In the elementary school where I teach, we have new mental health workers being hired right out of college.
I asked one of them: “How were you trained to define gender identity?” She said, “That gender is a child’s choice.” I asked, “If a kindergartner tells you he believes he’s both genders, how are you trained to deal with that?” She responded, “To affirm whatever he says he is, including his pronouns.”
I said, “If the kindergartner says, ‘Please don’t tell my parents, because they won’t like this,’ what are you trained to do?” She said, “We must keep it confidential until children feel comfortable to ‘come out’ publicly about their gender identity, and that includes parents, because we need our school to be a safe place.”
So, the definition of a “safe place” is to deceive parents and to affirm whatever a child says he or she is. If we follow that logic, then if a child says he or she identifies as a “bird” and wants to use the pronoun “tweet” then by California law, this must be affirmed.
What if the child wants to test out his perceived wings? Must the mental health worker encourage the delusion of dangerous or possibly fatal feats?
The Centers for Disease Control and Prevention affirms unlimited gender choices. In its glossary, it defines nonbinary as gender creative, which means kids can make up their own genders. It says nonconforming genders are marginalized minorities and cisgenders (biological genders) are implied to have privileged supremacy.
The CDC funds Advocates for Youth, which wrote our 2020 National Sex Ed Standards, which explains all of those many genders. The standards even state that denial of resources such as puberty blockers or hormone therapy may be considered “gender-based violence” and that kids should learn about puberty blockers in the third to fifth grades.
Advocates for Youth also produces Amaze.org cartoons for elementary kids that liken “old school” binary biological genders to a “rock-hard piece of iceberg lettuce and a stinky, old dried-up tomato,” but nonconforming genders are likened to exciting salad ingredients.
Students can ask sensitive questions to Amaze through Instagram via #AskAmaze.

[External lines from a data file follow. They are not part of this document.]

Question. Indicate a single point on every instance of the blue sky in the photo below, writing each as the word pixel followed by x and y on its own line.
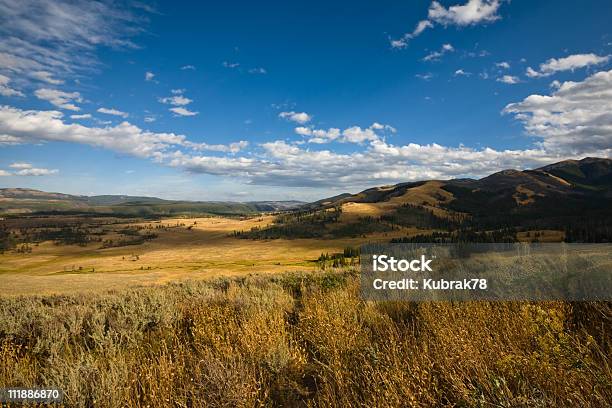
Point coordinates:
pixel 282 100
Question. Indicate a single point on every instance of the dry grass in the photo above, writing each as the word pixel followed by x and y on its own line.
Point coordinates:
pixel 205 251
pixel 303 340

This “confidential” feature may be provided through schools through the “Rights, Respect, Responsibility” curriculum online, which is free and is said to meet all CDC recommendations for sex education.
In conclusion, besides controversial curriculums, parents also need to be aware of the many virtual platforms where outside agencies are counseling and advising your children without your knowledge or consent.
The CDC and the California Department of Education both encourage many outside agencies to partner with schools in order to meet the needs of the “whole child.”
School choice can help stop the teachers unions’ monopolization of public education, and with it many of these surreptitious anti-parent programs.